Index

PyPI - Python Version Tests Coverage License

Source Code: https://github.com/VictorAut/liken

Liken:
phrasal verb
/ˈlaɪ.kən/
to say that something is similar to or has the same qualities as something else

Why...

Liken provides enhanced deduplication tooling for DataFrames.

The key features are:

Near deduplication tooling
Exploratory duplicate-rate profiling
Fuzzy string matching deduper
TF-IDF tokenization deduper
LSH tokenization deduper
Jaccard set deduper
Cosine set deduper
Pandas API extension
Composable, rules-based, deduplication pipelines
Predicate dedupers for rules
Record linkage and canonicalization
Built-in Preprocessors
Pandas, Polars, Modin, Ray, Dask and PySpark support
Customizable in pure Python
Synthetic record creation
Easy to understand syntax
Dummy datasets for practice

Liken aims to answer the call for as-easy-to-use near deduplication as possible, with as natural and easy to understand syntax as possible.

Cut boilerplate code to simple deduplication pipelines with Liken.

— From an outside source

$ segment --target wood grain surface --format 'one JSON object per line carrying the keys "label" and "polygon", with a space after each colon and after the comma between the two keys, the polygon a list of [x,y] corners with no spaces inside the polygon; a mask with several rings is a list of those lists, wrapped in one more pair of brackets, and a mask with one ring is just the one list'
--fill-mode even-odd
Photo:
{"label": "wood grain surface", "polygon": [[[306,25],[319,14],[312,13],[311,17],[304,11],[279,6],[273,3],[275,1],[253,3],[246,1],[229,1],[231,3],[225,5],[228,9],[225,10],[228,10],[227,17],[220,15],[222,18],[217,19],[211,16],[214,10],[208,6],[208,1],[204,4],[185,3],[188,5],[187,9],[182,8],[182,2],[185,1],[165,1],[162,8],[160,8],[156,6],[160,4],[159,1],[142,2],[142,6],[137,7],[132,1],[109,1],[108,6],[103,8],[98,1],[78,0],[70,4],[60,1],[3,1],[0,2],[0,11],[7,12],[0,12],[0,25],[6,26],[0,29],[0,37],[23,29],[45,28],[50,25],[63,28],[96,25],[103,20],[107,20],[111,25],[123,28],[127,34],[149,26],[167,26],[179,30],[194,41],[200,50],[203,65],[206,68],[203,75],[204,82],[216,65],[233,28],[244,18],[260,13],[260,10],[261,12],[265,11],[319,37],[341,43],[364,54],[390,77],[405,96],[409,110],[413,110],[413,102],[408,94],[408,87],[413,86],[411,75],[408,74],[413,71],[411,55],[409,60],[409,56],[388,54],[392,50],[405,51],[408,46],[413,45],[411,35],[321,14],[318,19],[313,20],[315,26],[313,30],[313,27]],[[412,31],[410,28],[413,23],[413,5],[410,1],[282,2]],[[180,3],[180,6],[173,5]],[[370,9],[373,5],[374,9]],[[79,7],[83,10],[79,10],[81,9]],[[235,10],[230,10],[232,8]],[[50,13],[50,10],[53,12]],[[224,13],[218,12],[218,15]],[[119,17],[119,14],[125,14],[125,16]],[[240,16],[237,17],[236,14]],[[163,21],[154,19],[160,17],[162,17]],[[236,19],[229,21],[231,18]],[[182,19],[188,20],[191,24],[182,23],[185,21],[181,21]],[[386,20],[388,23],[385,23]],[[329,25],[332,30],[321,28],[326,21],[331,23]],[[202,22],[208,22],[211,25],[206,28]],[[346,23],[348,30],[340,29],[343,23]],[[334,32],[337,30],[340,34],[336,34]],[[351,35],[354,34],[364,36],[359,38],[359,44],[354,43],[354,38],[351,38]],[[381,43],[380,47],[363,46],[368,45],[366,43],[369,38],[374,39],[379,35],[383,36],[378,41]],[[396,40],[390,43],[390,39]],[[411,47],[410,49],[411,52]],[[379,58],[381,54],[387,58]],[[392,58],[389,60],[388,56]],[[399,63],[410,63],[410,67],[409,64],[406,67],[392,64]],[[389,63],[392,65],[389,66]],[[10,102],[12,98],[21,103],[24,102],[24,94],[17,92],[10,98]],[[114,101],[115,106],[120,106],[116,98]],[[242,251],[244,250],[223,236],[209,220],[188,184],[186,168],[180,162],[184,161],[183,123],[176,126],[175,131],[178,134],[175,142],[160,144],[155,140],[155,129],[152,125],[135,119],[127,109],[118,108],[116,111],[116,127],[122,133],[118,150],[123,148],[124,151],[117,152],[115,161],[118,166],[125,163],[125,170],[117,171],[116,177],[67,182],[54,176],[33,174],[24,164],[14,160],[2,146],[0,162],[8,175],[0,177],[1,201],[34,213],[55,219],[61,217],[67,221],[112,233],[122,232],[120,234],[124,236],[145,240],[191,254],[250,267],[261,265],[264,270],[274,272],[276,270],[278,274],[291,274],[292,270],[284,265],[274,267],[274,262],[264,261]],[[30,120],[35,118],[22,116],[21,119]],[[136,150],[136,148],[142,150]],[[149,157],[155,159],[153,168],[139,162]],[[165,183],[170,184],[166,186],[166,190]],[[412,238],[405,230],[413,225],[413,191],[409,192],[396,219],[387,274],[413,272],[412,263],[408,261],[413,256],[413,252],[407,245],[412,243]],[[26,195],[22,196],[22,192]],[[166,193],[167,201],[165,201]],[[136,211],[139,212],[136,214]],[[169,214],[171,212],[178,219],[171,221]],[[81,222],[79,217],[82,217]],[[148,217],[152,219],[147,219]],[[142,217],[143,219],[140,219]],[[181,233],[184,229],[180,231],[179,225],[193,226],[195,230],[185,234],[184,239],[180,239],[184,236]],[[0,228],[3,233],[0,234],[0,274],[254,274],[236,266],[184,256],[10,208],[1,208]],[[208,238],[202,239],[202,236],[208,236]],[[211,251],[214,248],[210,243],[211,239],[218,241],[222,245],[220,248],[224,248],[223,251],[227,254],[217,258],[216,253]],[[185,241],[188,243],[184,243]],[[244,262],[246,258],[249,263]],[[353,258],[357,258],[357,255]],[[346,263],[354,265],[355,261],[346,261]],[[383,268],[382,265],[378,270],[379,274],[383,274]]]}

Supported DataFrame Libraries

Installation

Install with pip:

pip install liken

Install with uv:

uv pip install liken

Extras

Liken supports pandas and polars in the default installation. Liken also supports multiple other DataFrame libraries, install them optionally:

pipuv

pip install 'liken[dask]'     # deduplicate dask dataframes
pip install 'liken[modin]'    # deduplicate modin dataframes
pip install 'liken[ray]'      # deduplicate ray datasets
pip install 'liken[pyspark]'  # deduplicate pyspark dataframes
pip install 'liken[all]'      # deduplicate with any of the above

uv pip install 'liken[dask]'    # deduplicate dask dataframes
uv pip install 'liken[modin]'   # deduplicate modin dataframes
uv pip install 'liken[ray]'     # deduplicate ray datasets
uv pip install 'liken[pyspark]' # deduplicate pyspark dataframes
uv pip install 'liken[all]'     # deduplicate with any of the above

Use `liken` In Your Code

import liken as lk

df = ... # e.g. read data

df = (
    lk.dedupe(df)
    .apply(lk.fuzzy())
    .drop_duplicates("name")
)

Jump to the tutorial to dive deeper into how to build incrementally complex pipelines.

Pandas Affordances

Liken's focus is on composable, complex, deduplication pipelines that scale to distributed datasets. But, extra-easy integration is provided for Pandas DataFrames.

If you are a pandas user looking for intuitive near-deduplication Pandas API extension and little more, head to the Coming from Pandas? section!

Agent Skills

Liken makes available agent skills for use in agentic workflows.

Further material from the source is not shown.